Playing this forward, consumer protection advocates say Clifton's argument would allow any company to evade FTC oversight simply by launching or buying a small telecom service. Google already benefits from this line of reasoning because it operates Google Fiber. A company such as Facebook, whose goal is to connect a billion additional people to the Internet, could acquire its own broadband provider and claim common-carrier status.

As a consequence, they allege, any company with telephony or broadband operations could engage in fraudulent or misleading activity of any kind without risk of blowback from the federal government. They could begin selling fake dietary supplements, or putting bogus charges on your phone bills, or failing to meet the industry standards to which they have publicly committed, said the person close to the agency, and the FTC would be unable to do anything about it.

Monday's ruling shines a spotlight on the only federal agency with a mandate to regulate common carriers such as AT&T and Google Fiber: the Federal Communications Commission. The FCC is currently developing a set of privacy regulations specifically for Internet providers. But unlike the FTC, the nation's top telecom regulator is limited to regulating only the parts of telecom companies that actually deal with Internet and phone service, analysts say.

Between the FCC's inability to regulate much beyond the communications-related units of a company and the FTC's newfound prohibition on regulating any part of a company that owns a communications business, the 9th Circuit decision creates a gap in consumer protection law, said Berin Szoka, president of the market-oriented think tank TechFreedom.

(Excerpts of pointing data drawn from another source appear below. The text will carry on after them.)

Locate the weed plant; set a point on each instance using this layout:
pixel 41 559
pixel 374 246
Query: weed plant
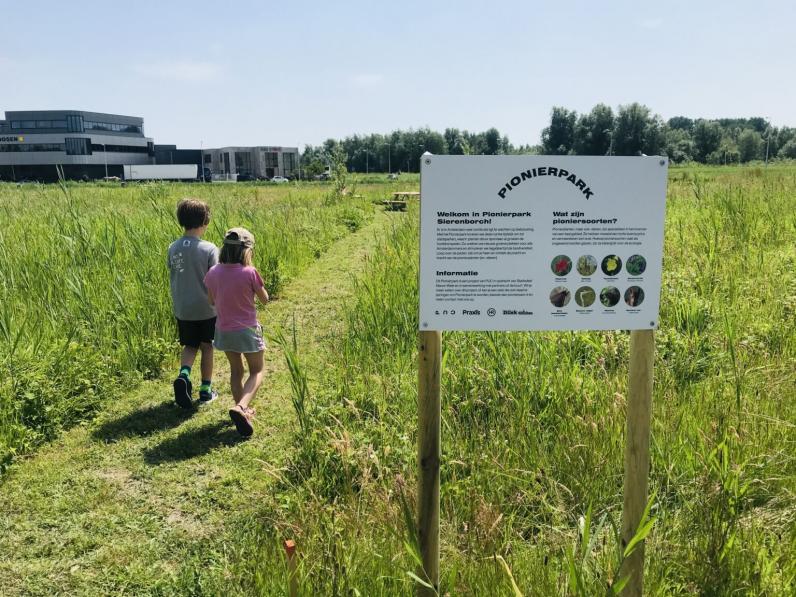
pixel 84 301
pixel 533 425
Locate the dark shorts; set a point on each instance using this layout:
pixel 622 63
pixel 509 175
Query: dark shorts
pixel 193 333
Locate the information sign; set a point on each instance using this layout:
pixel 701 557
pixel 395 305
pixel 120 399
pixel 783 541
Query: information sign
pixel 541 242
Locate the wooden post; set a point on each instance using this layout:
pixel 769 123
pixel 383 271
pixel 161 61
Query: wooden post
pixel 637 453
pixel 430 362
pixel 292 578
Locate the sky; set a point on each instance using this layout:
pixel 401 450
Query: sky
pixel 298 72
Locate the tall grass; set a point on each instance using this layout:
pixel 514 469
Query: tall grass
pixel 533 428
pixel 85 308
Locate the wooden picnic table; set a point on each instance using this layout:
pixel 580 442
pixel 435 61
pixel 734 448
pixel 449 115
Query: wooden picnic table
pixel 399 199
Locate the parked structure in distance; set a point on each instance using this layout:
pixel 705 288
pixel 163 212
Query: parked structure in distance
pixel 86 145
pixel 161 172
pixel 250 163
pixel 95 145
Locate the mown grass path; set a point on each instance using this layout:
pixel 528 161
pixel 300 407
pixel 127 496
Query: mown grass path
pixel 119 505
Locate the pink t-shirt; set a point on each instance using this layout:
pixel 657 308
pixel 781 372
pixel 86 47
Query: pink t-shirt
pixel 233 286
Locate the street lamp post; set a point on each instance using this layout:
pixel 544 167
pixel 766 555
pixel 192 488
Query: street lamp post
pixel 768 142
pixel 105 154
pixel 611 141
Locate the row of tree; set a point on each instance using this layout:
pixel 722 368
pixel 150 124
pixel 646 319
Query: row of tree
pixel 400 151
pixel 635 130
pixel 632 130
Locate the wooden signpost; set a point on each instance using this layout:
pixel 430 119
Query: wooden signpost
pixel 463 270
pixel 429 366
pixel 637 455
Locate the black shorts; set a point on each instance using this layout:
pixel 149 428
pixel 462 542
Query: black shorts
pixel 193 333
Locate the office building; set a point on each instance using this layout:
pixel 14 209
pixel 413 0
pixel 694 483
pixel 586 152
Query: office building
pixel 256 162
pixel 87 145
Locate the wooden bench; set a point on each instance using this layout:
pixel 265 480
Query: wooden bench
pixel 399 200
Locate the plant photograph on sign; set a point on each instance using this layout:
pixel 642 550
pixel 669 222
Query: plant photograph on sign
pixel 636 265
pixel 611 265
pixel 560 296
pixel 561 265
pixel 585 296
pixel 609 296
pixel 587 265
pixel 634 296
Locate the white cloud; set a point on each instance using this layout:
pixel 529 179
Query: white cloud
pixel 651 23
pixel 6 64
pixel 185 70
pixel 366 80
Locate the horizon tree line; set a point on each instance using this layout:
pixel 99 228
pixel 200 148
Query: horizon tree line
pixel 632 130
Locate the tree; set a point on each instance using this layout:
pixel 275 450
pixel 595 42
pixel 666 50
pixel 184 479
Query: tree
pixel 707 138
pixel 681 123
pixel 678 145
pixel 788 150
pixel 593 131
pixel 559 137
pixel 492 138
pixel 637 131
pixel 750 145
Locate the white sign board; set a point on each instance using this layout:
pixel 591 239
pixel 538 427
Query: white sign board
pixel 541 242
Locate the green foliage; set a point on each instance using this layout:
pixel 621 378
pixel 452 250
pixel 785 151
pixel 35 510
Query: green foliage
pixel 85 308
pixel 559 137
pixel 533 426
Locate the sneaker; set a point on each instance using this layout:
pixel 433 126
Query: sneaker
pixel 207 397
pixel 242 417
pixel 182 392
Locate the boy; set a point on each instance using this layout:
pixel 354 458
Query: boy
pixel 189 259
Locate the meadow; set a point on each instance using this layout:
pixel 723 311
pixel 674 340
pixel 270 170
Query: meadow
pixel 532 423
pixel 533 428
pixel 85 310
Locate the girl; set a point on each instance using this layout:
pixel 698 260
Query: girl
pixel 232 286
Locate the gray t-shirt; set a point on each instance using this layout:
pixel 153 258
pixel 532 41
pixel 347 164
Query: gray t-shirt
pixel 189 259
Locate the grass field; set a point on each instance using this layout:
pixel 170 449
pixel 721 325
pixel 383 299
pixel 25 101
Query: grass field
pixel 143 501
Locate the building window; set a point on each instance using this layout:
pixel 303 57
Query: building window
pixel 77 146
pixel 243 163
pixel 289 161
pixel 21 147
pixel 114 127
pixel 271 159
pixel 74 124
pixel 98 147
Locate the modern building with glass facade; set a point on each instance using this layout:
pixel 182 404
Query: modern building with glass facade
pixel 85 144
pixel 258 162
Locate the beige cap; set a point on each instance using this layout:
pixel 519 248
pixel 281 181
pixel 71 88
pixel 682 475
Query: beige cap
pixel 239 236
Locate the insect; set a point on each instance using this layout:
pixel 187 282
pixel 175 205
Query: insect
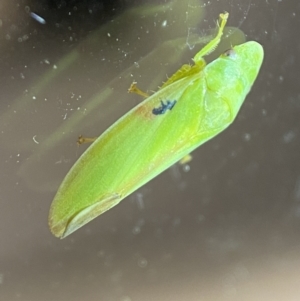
pixel 136 148
pixel 164 107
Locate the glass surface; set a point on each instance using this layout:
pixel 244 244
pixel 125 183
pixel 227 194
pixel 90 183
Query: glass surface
pixel 225 226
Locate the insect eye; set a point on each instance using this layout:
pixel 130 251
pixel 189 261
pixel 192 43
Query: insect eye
pixel 230 53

"Companies like Yahoo and AOL, all based [on] the Ninth Circuit [decision], may fall into a no man’s land of consumer protection, policed by neither agency,” Szoka said.

Even such companies as Apple could find themselves benefiting from this loophole, according to a lawyer who works for the telecom industry. If the FCC attempts to regulate iMessage or other messaging apps, justifying the move as a form of common-carrier regulation, the companies behind them could claim common-carrier status as well — and exemption from FTC oversight, said the lawyer, who spoke on the condition of anonymity to speak more freely.

The FCC said Wednesday it is still reviewing the 9th Circuit's decision.

The FTC's common-carrier exemption was never intended to lead to this result, said David Vladeck, a law professor at Georgetown University who led the agency's consumer protection bureau from 2009 to 2012.

The purpose of the exemption was to create a division of labor among different regulatory agencies, "not to have large swaths of the economy be unregulated by the federal government," he said. Thanks to Monday's decision, "AT&T could start selling high volumes of snake oil and be immune from federal law. Does that make any sense? I don't think so."